Not women? Not ever? It was warm where he held her against him. Slowly he unwound the long muffler, ran it under her chin and around so that her ears were covered.
“Thank you,” she said. “That’s better.”
“Shall we start out again? Sooner we do . . .”
“Listen!” she whispered.
A car? She canted her head, held the muffler away from one ear. He could hear only the hiss of falling snow, but then, faintly, a violin. And then a cello. He looked up the side of the building, then across the street. But the snow made it hard to locate.
“A trio,” she said.
“Yes.”
He looked at his watch. Oh, France! 3:25 on the morning of Christmas, in an occupied city, three friends determine to stay up all night and play Beethoven trios—in a cold, dark apartment. She looked up at him, mouth set hard as though she refused to cry.
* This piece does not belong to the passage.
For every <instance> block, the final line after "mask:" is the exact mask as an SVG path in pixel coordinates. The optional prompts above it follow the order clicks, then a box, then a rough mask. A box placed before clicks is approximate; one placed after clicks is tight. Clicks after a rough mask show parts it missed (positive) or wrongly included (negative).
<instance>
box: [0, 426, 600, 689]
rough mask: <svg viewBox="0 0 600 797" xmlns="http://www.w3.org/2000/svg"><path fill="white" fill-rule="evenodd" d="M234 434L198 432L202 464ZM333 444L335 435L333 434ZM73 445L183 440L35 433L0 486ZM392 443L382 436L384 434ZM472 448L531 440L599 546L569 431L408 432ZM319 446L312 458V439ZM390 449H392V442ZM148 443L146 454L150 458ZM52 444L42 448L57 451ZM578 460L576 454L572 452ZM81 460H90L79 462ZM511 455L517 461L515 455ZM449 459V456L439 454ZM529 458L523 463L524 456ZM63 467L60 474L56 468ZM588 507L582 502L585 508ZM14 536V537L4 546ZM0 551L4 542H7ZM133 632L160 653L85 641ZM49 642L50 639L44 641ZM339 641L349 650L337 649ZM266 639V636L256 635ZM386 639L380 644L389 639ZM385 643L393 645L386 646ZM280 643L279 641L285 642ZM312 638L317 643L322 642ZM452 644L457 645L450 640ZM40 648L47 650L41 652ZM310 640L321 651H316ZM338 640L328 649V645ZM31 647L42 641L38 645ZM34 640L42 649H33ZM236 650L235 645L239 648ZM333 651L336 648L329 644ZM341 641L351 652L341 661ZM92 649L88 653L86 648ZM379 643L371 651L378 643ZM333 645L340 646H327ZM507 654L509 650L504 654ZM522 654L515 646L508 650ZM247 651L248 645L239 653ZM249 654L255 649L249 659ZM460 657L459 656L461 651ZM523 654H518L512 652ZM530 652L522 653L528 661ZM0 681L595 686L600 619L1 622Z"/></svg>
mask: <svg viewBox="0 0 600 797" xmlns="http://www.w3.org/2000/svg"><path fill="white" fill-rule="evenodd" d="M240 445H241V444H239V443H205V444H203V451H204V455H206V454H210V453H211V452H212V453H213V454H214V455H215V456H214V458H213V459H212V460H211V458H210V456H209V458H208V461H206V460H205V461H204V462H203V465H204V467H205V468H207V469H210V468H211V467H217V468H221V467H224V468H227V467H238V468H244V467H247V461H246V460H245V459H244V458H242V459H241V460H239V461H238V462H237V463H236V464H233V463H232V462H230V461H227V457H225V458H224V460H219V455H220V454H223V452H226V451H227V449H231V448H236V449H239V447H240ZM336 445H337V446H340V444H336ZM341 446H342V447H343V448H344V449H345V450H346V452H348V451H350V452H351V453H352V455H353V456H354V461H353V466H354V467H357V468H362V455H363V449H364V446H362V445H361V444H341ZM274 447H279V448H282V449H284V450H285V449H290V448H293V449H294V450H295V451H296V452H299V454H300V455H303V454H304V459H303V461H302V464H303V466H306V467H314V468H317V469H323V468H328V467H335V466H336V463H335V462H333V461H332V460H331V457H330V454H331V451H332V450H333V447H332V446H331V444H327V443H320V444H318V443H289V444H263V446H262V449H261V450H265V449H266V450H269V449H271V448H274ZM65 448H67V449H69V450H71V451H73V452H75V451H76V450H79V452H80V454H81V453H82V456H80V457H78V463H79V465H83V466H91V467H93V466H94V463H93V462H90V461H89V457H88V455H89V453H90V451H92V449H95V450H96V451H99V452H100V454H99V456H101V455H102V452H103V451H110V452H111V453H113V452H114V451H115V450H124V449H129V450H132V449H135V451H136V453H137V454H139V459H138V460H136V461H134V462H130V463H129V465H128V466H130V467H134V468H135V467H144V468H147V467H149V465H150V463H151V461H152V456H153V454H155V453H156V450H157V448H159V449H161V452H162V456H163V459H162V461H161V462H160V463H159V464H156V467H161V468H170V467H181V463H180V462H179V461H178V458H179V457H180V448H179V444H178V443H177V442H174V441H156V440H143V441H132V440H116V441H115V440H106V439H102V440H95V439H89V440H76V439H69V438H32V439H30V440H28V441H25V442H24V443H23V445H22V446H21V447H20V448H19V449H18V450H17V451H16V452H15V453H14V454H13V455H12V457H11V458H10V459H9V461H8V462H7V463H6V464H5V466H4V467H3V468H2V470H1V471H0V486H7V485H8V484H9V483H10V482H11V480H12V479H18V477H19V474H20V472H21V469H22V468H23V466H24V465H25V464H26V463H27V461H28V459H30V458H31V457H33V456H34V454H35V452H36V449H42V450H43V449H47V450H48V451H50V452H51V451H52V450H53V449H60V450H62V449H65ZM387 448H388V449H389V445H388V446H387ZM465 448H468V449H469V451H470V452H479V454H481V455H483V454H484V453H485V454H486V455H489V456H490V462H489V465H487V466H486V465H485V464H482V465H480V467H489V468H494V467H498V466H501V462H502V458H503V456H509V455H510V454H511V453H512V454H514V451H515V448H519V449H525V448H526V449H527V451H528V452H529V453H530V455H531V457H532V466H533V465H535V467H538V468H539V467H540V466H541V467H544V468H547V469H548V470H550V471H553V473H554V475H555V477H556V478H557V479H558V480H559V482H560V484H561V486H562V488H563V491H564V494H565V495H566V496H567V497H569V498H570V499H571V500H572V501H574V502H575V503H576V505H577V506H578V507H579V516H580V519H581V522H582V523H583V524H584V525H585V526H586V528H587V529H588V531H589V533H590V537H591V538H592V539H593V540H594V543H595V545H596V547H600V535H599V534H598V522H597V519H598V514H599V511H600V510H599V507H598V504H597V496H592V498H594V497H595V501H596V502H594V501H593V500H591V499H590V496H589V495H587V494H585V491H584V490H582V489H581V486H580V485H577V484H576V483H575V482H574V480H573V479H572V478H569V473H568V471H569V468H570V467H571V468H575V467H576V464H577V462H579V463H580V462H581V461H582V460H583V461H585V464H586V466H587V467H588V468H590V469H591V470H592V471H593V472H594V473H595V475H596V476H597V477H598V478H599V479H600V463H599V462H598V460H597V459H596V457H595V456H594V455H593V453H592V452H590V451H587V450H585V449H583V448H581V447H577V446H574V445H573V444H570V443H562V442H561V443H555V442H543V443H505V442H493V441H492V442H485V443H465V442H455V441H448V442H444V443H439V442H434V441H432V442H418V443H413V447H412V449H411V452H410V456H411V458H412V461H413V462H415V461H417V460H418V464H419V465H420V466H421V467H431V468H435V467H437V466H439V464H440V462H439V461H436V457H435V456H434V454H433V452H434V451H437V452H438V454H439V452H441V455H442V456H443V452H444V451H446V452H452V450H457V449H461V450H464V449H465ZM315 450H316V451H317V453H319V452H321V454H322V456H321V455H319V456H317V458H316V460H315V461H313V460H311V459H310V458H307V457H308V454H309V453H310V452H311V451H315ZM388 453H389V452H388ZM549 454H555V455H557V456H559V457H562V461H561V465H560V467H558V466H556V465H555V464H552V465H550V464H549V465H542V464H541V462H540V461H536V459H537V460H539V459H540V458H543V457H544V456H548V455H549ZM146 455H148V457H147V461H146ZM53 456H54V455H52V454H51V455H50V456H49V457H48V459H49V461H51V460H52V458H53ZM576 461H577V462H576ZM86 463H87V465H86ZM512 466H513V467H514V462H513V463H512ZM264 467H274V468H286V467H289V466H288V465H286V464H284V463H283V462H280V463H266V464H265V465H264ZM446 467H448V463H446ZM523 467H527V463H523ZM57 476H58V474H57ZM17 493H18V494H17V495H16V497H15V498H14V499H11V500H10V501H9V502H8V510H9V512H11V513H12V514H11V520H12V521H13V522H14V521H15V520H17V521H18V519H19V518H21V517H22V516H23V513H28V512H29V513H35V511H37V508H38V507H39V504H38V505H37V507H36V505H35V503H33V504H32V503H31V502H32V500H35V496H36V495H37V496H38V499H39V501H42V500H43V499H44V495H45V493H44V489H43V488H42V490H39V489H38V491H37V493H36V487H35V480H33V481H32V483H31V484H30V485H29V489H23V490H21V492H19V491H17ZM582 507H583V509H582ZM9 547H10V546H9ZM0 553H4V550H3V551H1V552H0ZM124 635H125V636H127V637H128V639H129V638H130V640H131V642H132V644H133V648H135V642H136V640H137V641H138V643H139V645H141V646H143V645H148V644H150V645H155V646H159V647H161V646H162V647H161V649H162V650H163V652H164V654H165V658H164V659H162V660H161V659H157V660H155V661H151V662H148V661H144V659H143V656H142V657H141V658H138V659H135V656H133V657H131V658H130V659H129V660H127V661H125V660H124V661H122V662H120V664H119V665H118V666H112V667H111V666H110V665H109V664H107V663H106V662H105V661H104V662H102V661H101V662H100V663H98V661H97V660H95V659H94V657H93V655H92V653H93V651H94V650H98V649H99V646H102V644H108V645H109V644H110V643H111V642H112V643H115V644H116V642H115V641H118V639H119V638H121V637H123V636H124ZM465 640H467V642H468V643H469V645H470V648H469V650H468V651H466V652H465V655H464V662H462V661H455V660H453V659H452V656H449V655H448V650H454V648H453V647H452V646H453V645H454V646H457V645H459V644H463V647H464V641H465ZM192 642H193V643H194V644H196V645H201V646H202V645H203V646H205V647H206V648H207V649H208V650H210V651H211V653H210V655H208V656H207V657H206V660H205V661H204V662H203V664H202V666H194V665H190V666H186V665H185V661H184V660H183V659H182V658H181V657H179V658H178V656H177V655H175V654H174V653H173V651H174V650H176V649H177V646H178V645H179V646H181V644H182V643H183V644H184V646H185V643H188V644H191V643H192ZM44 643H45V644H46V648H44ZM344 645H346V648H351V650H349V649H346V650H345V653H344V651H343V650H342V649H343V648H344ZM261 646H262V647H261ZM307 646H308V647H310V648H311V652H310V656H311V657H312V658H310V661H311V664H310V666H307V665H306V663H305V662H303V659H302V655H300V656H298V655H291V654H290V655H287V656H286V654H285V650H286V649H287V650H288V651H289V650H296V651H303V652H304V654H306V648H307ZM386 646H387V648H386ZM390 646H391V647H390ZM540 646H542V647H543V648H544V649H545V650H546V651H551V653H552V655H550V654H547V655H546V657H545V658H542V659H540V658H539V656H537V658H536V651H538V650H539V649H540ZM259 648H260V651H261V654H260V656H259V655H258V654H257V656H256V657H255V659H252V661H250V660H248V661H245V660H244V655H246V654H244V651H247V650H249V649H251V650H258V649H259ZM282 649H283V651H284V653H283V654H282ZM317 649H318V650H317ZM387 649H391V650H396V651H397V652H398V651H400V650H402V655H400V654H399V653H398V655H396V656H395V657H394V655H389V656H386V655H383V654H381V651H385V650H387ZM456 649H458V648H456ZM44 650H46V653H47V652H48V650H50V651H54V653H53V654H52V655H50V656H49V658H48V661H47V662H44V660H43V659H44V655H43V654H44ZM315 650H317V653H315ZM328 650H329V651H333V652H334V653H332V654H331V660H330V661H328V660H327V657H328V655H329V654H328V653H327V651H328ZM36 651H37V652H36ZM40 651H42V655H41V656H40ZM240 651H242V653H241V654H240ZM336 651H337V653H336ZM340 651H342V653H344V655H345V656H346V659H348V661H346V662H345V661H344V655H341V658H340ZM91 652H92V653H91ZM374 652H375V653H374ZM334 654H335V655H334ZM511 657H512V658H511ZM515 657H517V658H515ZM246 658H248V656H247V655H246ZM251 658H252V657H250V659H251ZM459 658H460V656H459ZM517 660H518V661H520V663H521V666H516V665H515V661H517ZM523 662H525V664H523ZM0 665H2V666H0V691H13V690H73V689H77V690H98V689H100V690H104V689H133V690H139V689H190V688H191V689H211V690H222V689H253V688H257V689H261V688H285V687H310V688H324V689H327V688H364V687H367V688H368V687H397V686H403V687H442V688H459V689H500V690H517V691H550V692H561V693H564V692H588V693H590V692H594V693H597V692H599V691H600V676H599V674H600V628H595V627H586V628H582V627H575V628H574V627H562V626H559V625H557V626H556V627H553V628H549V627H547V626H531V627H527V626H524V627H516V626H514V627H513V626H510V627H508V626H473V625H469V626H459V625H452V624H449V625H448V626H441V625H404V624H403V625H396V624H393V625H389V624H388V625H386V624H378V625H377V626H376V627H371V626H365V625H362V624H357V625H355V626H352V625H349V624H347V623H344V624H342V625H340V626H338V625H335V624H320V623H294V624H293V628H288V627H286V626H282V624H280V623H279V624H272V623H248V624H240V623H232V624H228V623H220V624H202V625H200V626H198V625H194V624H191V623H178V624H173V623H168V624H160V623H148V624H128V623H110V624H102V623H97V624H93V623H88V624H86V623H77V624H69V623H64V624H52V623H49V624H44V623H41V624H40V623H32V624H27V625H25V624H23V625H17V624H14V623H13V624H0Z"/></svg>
Rue de Grenelle, rue Vaneau, tempting to take Invalides, but better to swing wide of the Ecole Militaire complex. Military and security offices had been there before and they would still be in operation, with new tenants. Plenty of Gestapo and French police in the neighborhood. So, find Grenelle again, and take the next small street, less important, in the same direction.
They never heard the car until they were almost on top of it, then they hugged a wall and froze. It was a Citroën Traction Avant, always a Gestapo car because the front-wheel drive worked on nights like these, with chains on the tires. It was idling—perfectly tuned, it hardly made a sound—the hot exhaust melting the snow behind the rear wheel. Through the back window they could see the silhouette of a man in the passenger seat. The driver had left the car and was standing in front of an apartment building, urinating on the front door.